THE Namibian Defence Force soldier who allegedly shot and killed a civilian while taking part in the police's anti-crime 'Operation Kalahari Desert' last week was denied bail with his first appearance in the Windhoek Magistrate's Court in Katutura yesterday.
Appearing in court on a charge of murder, NDF soldier Darrel Mulele Nyambe was informed that his case was being postponed to 29 January 2020 and that he would be kept in custody in the meantime.
Nyambe is charged with having fatally shot Benisius Kalola (32) at the single quarters in Katutura, Windhoek, on Thursday last week. Kalola is the second person to die at the hands of a soldier under 'Operation Kalahari Desert', after a Zimbabwean citizen making a living as a taxi driver in Namibia, Fambauone Black (22), was shot dead when he allegedly tried to evade a police roadblock in Windhoek in June this year.
With the courtroom in which Nyambe appeared yesterday filled to capacity before the start of proceedings, police officers closed the doors of the courtroom and ordered people without seats, including some members of the media, to leave - something which did not sit well with Kalola's family, who felt they were protecting Nyambe.
Nyambe, according to the court record, had his rights to legal representation and to apply for bail explained to him before his case was postponed.
Public prosecutor Victoria Likius informed the court that bail was not advisable for Nyambe as it would not be in the interest of justice and since police investigations are still in their preliminary stages.
Speaking to the media outside, an aunt of Kalola, Laina Nekundi, said she was upset that she and many were not allowed to go inside the courtroom as it was full. "How will we know on what basis the case would be postponed to maybe next year?" she asked.
Nekundi said a memorial for Kalola, who had two children, would be held in Windhoek today, with another in the north tomorrow and his burial to take place on Thursday.

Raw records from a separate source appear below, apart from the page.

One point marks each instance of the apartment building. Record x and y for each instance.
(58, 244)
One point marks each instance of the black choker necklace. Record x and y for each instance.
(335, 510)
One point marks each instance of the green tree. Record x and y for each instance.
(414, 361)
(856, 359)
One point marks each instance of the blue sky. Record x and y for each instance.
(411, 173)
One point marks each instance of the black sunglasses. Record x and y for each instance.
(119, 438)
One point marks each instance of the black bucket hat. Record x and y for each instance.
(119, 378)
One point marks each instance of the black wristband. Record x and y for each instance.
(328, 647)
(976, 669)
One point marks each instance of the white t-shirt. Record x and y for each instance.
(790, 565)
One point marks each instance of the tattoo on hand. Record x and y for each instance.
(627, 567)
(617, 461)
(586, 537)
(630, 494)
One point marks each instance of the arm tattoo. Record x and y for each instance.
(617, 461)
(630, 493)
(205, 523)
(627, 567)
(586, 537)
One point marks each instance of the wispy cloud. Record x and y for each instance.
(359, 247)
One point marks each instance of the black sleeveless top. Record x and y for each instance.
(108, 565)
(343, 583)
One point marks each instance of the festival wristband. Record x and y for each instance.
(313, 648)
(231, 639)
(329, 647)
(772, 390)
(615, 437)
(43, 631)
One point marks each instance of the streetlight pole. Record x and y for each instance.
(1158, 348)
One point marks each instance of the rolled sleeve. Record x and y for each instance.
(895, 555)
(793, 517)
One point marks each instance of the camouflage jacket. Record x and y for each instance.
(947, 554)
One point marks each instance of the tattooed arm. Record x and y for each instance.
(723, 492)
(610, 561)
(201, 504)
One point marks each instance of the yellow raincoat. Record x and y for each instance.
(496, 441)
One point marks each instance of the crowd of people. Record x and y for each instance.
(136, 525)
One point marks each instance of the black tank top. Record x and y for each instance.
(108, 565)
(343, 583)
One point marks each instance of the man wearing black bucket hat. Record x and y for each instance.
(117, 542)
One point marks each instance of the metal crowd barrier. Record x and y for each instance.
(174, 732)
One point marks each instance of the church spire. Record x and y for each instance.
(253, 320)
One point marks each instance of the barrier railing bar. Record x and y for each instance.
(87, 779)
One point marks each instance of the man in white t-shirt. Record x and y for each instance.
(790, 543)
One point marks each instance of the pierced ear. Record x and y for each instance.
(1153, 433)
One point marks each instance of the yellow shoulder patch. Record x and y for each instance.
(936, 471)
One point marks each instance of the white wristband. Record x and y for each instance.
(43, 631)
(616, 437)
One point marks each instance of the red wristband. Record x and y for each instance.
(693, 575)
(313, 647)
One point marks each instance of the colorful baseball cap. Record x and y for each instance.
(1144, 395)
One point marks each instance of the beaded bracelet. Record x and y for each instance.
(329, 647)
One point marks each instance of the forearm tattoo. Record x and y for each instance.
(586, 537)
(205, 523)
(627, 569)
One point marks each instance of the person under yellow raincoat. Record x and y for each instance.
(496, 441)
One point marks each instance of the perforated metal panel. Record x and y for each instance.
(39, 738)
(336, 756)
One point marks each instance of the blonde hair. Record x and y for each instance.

"As family members we are not happy [with] the way they seem to protect him [Nyambe]," said Nekundi, adding that the family was still waiting for an autopsy report and looking for legal advice to see if they will sue the police. Police spokesperson Kauna Shikwambi said in a statement issued on Friday that Kalola had been charged with counts of robbery with aggravating circumstances in two criminal cases which were still pending at the time of his death. Both cases were registered at the Katutura Police Station.
On Sunday, Shikwambi said Kalola also had a case involving a charge of housebreaking with intent to steal and theft, which was registered at Ongwediva in 2017.
"That is the case in which the deceased was wanted. He was out on bail and a warrant for his arrest was issued when he failed to show up for court," said Shikwambi.
Nekundi said Kalola's family did not know about any of the cases, and just read about it in the newspapers. A cousin of Kalola who wanted to remain anonymous addressed the allegations that have been made about Kalola's alleged troubles with the law. "We are grieving, our brother was innocently killed in cold blood, and now we have to deal with the fact that all these cases are coming up and we don't know where they are coming from," he said.
"They are telling us that our brother was an armed robber and a fugitive from 2017. He has been living with us, why did they not come to us if they were looking for him?"
'Operation Kalahari Desert' is a joint effort between the Namibian Police and Namibian Defence Force to fight crime on the streets of Namibia. Although it has been applauded for taking drugs and weapons off the streets, the operation has also caused public outrage because of violence that security force members have used against members of the public.
Ombudsman John Walters yesterday said if police officers and soldiers taking part in the operation have been trained on how to deal with the public and failed to adhere to the training, they must be removed from the streets.
"We claim we fought for peace and we live in peace. I do not see why law enforcement agencies need to be deployed to the streets with lethal weapons. I also do not hear anyone mentioning if any warning shots were fired. Why were they not fired?" he asked.